In the case of alendronate at pH values of less than 2, the drug is in the free acid form, which is known to be more irritating than the sodium salt form.  It is proposed that this drug would also convert to free acid when exposed to the stomach in which the pH is generally between 1 and 2.  If the patient, for example, would lie down immediately after taking the tablet and has gastroesophageal reflux, the acid drug mixture can reflux into the esophagus and expose it to free acid from the drug and potential irritation. 

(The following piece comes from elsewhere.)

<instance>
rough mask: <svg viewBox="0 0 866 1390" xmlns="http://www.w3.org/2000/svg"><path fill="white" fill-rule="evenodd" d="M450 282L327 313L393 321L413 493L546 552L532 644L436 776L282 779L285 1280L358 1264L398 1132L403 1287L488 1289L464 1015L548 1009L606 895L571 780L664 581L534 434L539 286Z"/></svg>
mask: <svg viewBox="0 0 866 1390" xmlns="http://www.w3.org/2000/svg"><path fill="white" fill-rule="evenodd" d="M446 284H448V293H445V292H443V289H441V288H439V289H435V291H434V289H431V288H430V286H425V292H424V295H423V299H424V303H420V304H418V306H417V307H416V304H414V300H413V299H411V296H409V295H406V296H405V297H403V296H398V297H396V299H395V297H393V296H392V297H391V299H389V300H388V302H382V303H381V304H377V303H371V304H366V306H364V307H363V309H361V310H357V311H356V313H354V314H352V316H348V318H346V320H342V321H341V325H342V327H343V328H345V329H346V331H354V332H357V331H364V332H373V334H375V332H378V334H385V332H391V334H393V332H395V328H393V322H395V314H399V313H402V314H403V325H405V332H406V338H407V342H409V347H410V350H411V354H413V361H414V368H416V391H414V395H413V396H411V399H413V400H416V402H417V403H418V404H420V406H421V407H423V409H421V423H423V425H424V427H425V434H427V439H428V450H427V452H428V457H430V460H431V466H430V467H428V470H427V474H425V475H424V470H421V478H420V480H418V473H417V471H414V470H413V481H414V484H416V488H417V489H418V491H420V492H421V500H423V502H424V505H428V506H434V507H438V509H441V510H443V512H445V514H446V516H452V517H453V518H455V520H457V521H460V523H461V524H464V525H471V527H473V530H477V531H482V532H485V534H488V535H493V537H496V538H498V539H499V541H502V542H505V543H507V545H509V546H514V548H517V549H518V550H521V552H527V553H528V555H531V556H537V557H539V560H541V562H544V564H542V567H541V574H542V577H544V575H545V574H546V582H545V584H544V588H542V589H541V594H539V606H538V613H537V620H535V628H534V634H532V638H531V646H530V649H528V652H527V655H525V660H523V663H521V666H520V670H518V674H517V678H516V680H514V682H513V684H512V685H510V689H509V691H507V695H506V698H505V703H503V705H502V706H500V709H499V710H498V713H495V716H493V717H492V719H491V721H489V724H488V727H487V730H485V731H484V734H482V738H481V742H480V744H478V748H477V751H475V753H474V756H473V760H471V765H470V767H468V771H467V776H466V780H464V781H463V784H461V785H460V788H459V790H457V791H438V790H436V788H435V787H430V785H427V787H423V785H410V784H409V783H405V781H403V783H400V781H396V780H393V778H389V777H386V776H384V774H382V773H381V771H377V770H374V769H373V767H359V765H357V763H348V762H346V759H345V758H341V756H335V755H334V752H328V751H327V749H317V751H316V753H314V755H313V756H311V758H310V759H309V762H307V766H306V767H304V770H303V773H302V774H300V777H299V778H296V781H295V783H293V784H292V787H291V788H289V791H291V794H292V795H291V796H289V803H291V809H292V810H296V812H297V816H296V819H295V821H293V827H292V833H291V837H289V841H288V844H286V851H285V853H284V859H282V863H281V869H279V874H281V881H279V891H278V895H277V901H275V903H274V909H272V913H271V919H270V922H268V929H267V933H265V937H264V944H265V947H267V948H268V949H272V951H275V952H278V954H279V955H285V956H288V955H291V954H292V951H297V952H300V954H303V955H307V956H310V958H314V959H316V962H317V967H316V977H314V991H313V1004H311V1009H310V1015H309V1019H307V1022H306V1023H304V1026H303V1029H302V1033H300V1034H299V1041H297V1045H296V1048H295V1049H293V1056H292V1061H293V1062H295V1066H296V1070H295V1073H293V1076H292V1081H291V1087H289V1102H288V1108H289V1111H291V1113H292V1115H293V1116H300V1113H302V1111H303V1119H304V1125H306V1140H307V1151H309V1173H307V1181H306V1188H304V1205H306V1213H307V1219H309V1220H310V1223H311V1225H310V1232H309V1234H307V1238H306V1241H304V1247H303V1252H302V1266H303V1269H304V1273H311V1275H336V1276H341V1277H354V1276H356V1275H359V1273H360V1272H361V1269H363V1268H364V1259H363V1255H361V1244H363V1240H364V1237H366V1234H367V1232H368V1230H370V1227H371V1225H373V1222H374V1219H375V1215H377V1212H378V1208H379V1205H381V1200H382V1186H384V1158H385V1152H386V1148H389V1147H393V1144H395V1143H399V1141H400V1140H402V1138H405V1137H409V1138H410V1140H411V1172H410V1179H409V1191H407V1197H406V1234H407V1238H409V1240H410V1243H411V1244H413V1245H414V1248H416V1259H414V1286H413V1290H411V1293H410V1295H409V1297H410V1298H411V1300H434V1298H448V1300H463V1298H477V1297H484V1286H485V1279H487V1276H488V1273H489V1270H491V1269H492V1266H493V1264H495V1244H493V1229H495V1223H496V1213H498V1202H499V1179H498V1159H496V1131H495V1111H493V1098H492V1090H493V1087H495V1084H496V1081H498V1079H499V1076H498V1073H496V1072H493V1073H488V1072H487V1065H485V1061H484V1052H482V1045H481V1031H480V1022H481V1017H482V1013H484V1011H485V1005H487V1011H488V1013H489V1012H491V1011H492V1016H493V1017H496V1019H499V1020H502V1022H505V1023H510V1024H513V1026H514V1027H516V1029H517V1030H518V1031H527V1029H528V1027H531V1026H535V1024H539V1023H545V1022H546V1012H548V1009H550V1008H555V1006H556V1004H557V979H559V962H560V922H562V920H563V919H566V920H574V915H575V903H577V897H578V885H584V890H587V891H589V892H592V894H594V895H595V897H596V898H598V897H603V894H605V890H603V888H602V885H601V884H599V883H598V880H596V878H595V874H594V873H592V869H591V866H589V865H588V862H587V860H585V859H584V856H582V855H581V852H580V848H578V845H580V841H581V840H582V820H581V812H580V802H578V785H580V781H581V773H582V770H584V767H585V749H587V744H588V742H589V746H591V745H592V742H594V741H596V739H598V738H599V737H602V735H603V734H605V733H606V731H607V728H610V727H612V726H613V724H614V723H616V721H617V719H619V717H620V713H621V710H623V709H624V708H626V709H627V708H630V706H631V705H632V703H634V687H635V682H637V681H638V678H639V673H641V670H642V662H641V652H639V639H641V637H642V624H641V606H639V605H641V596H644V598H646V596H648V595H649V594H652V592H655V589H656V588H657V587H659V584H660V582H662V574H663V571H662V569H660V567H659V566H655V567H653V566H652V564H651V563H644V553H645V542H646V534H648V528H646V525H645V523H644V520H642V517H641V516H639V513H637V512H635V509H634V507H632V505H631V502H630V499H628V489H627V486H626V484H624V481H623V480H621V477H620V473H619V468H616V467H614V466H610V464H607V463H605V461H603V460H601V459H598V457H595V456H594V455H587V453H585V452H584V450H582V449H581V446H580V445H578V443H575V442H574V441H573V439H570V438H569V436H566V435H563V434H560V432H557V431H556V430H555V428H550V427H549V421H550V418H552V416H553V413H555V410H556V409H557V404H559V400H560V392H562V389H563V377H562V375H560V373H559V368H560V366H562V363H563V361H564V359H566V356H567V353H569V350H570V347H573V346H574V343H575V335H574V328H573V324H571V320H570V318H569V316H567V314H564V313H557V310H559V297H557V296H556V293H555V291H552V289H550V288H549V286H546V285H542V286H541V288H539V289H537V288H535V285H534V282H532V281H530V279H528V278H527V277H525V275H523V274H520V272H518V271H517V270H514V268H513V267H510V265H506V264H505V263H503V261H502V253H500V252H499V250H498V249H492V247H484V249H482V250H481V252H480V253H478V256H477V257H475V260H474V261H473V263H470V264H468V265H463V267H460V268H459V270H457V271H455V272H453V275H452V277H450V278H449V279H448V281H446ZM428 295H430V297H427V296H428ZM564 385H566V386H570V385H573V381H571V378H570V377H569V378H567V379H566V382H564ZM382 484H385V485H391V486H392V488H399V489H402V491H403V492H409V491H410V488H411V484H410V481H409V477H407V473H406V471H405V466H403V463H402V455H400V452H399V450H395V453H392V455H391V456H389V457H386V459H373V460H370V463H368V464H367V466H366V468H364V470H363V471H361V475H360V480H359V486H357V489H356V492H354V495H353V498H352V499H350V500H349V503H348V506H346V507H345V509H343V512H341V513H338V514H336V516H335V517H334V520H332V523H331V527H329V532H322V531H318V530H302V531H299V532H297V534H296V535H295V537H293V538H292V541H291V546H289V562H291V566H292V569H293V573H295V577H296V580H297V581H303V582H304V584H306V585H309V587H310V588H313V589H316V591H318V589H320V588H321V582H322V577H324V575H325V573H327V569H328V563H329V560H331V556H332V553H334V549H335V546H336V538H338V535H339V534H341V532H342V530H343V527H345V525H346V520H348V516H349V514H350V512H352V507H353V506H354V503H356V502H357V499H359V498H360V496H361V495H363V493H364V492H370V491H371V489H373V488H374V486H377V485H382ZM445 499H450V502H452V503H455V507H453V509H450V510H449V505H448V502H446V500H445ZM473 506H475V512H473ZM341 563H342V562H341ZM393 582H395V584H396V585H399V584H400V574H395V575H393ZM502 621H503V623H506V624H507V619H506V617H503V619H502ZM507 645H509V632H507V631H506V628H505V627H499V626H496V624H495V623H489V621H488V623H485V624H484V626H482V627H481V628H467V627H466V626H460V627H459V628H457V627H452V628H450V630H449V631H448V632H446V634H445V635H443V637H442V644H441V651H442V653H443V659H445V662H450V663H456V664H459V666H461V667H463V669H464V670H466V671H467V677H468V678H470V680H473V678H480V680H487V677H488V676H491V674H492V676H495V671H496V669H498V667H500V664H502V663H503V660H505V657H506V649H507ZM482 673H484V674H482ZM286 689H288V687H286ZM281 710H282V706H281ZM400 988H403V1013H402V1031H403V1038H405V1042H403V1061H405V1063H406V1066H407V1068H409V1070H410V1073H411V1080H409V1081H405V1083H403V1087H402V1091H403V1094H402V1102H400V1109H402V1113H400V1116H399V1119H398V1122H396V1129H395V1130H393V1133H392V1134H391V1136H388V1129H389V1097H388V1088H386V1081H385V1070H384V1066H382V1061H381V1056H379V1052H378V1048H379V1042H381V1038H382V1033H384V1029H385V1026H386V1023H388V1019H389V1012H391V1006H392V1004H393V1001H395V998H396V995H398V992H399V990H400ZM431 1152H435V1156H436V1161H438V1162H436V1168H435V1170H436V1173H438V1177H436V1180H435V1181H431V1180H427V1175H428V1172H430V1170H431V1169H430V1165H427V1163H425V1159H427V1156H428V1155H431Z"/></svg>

Studies suggest that the reflux-mediated esophageal irritation can occur with all the  bisphosphonates, although the mechanisms may differ slightly.  Another factor to consider is that much of the esophagus is covered with a keratinized tissue, the upper surfaces of which are covered by stratified squamous epithelium.  When the mucosa is subjected to continuous exposure to a bisphosphonate, the keratinocyte growth in culture is inhibited.  Thus, the process of tissue repair in response to insults, such as regurgitated acid, may be inhibited as well.  When the bisphosphonate is removed in these circumstances, normal proliferation resumes.  Because the esophageal mucosal turnover is approximately 5 days, in theory, the weekly or monthly dosing of a bisphosphonate may lead to less GI toxicity, although this has not demonstrated in current clinical studies.